FALMOUTH — At a special meeting Tuesday night, the School Board unanimously adopted new policies on bullying, child restraint and middle school athletics.
“I’m surprised by how many editions (of policies) we’ve gone through. We’ve tackled a lot of good stuff,” outgoing board member Chris Murry Jr. said. “Policy is the foundation of where the board gets its authority and what allows us to govern. This is the first time, at least in the last couple decades, that we’ve really followed through with good policy and gone in in that manner.”
The bullying and restraint policies are handed down and required by the Department of Education. The language in each of the policies was written by the Maine School Management Association, based on state legislation.
The new policy governing bullying contains several notable changes, including giving more attention to cyberbullying. The new policy also creates common investigation and reporting forms, discipline records, a defined intervention process and new administrative procedures.
The physical restraint policies are the culmination of years of work in the Legislature after a series in The Forecaster revealed physical restraint of students in Maine schools was being used frequently, in some cases violating existing policy.
The resulting changes adopted by the board Tuesday, are a compromise after initial proposed policies regarding restraint were seen as too restrictive on teachers and staff.
Previously, school workers were banned from physically escorting students.
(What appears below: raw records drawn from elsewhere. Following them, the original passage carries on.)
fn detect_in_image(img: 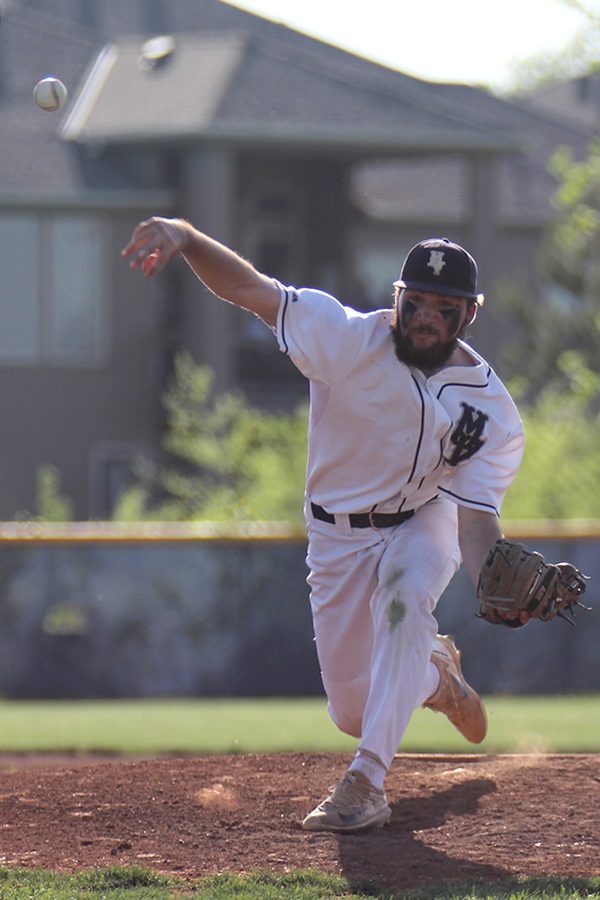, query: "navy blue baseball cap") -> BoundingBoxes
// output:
[394,238,483,303]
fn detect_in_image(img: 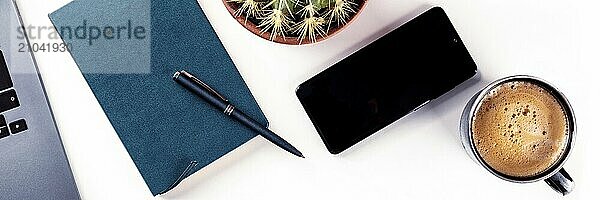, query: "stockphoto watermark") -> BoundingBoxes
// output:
[11,18,151,73]
[17,20,149,45]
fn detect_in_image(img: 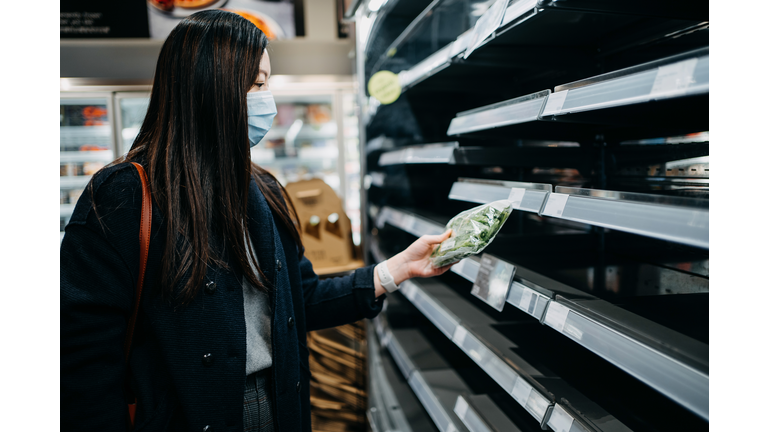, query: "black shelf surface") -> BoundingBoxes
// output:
[447,48,709,142]
[376,292,604,432]
[372,208,709,418]
[367,323,438,432]
[368,1,709,140]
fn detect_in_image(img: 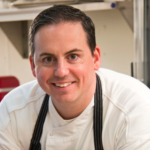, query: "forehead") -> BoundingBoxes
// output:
[34,22,88,52]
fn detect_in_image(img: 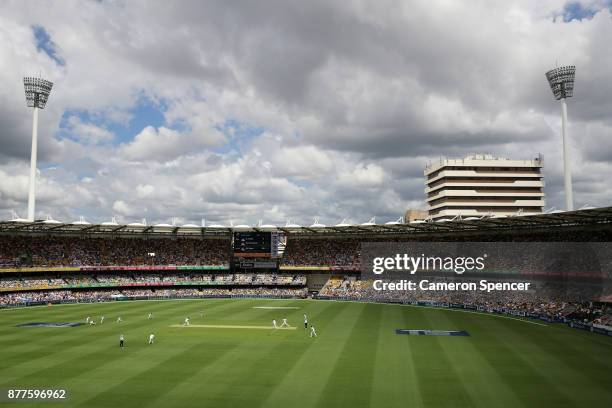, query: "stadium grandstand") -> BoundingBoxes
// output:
[0,207,612,334]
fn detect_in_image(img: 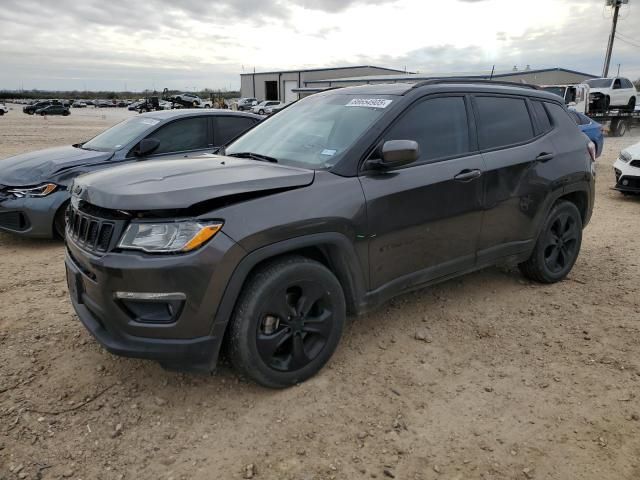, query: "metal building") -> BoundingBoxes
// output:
[240,65,406,103]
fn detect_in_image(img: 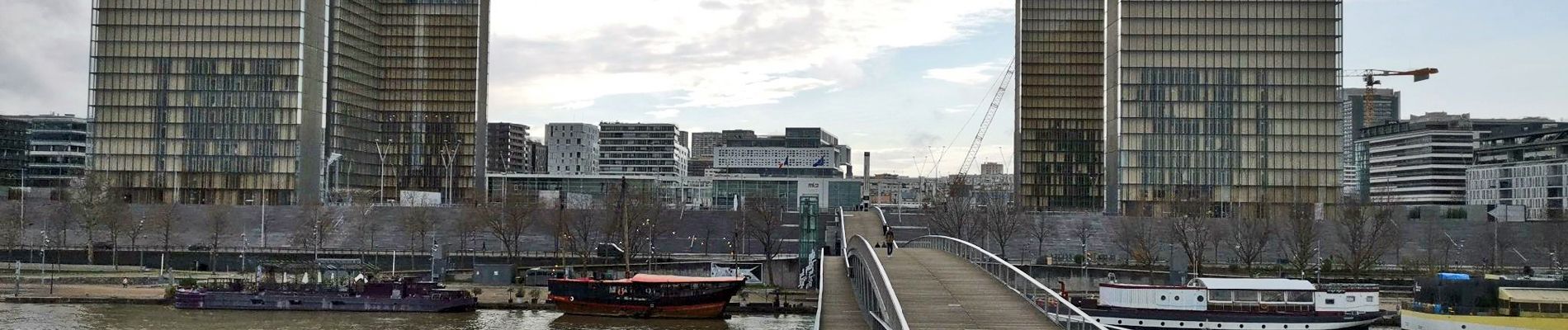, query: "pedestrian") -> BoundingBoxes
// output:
[883,225,892,257]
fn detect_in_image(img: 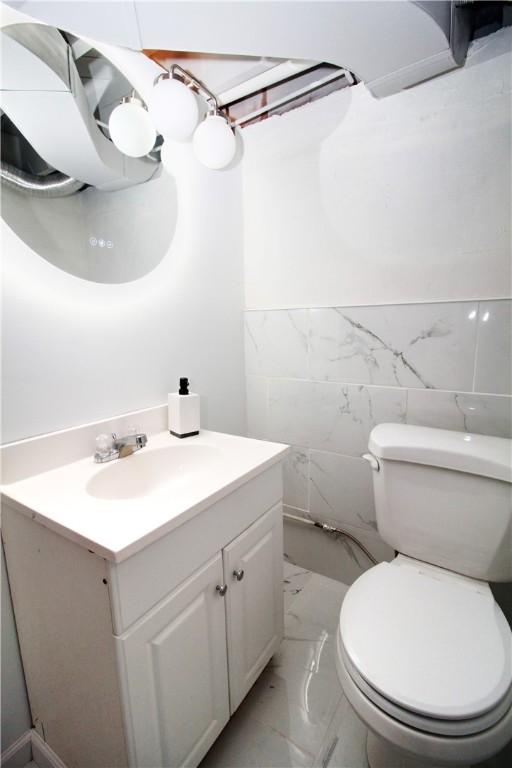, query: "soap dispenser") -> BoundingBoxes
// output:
[168,378,200,438]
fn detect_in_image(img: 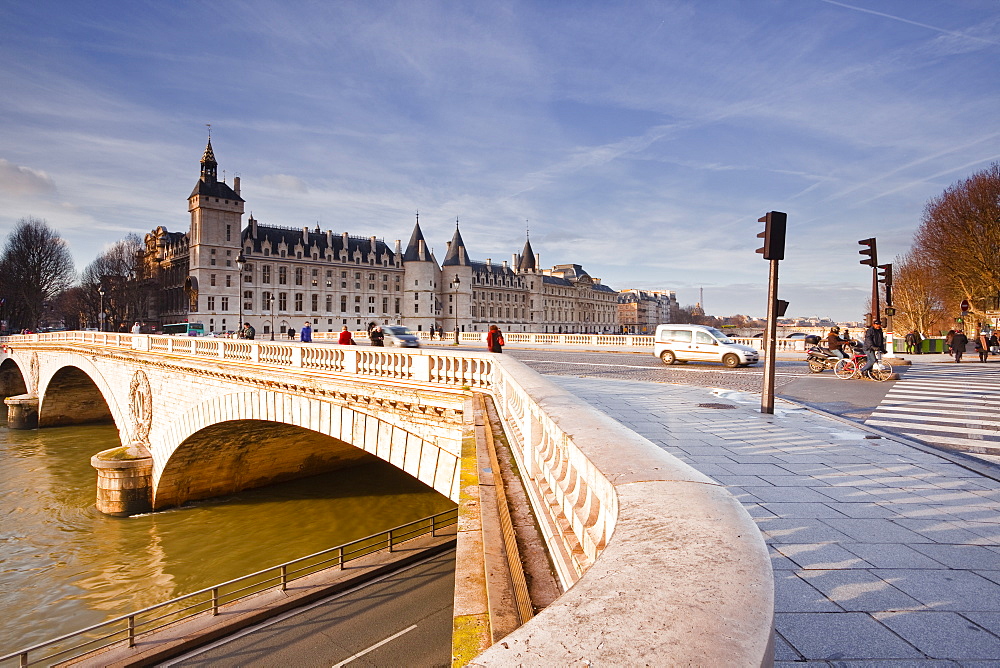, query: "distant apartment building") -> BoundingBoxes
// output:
[618,289,678,334]
[136,141,618,335]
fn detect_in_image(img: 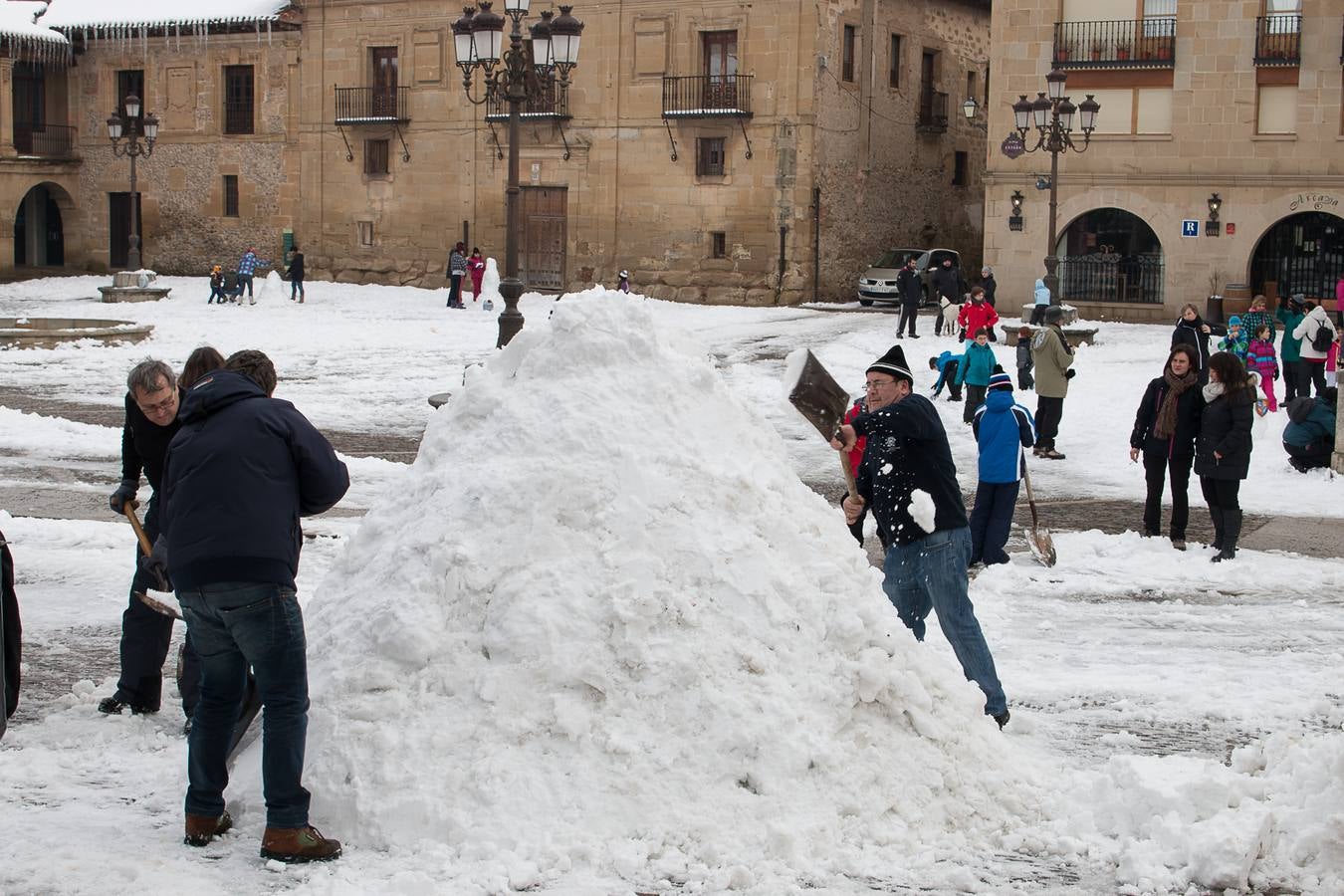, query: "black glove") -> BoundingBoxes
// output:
[108,480,139,513]
[139,535,172,591]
The new policy passed by the Legislature allows for brief physical restriction, and in specific circumstances, allows restraint and seclusion of students.
Teachers and staff can now also place a hand on a student’s back to guide them out of a situation were they could harm themselves or others.
Superintendent of Schools Barbara Powers said the compromise on the policy is welcomed and now enables staff to act more quickly using gentle restraint.
The most significant change to the middle school athletic policy is the institution of a “no-cut” policy.
Murry said the policy doesn’t change previous practices, only solidifies them.
“Now, if more kids want to play than there are teams available, we can make that happen so they can play,” he said, noting that the policy did not come about as a result of issues with students being cut from teams.
Essentially, the new policy gives the board the authority, if it’s warranted, to accommodate larger or additional teams and hire additional paid coaches.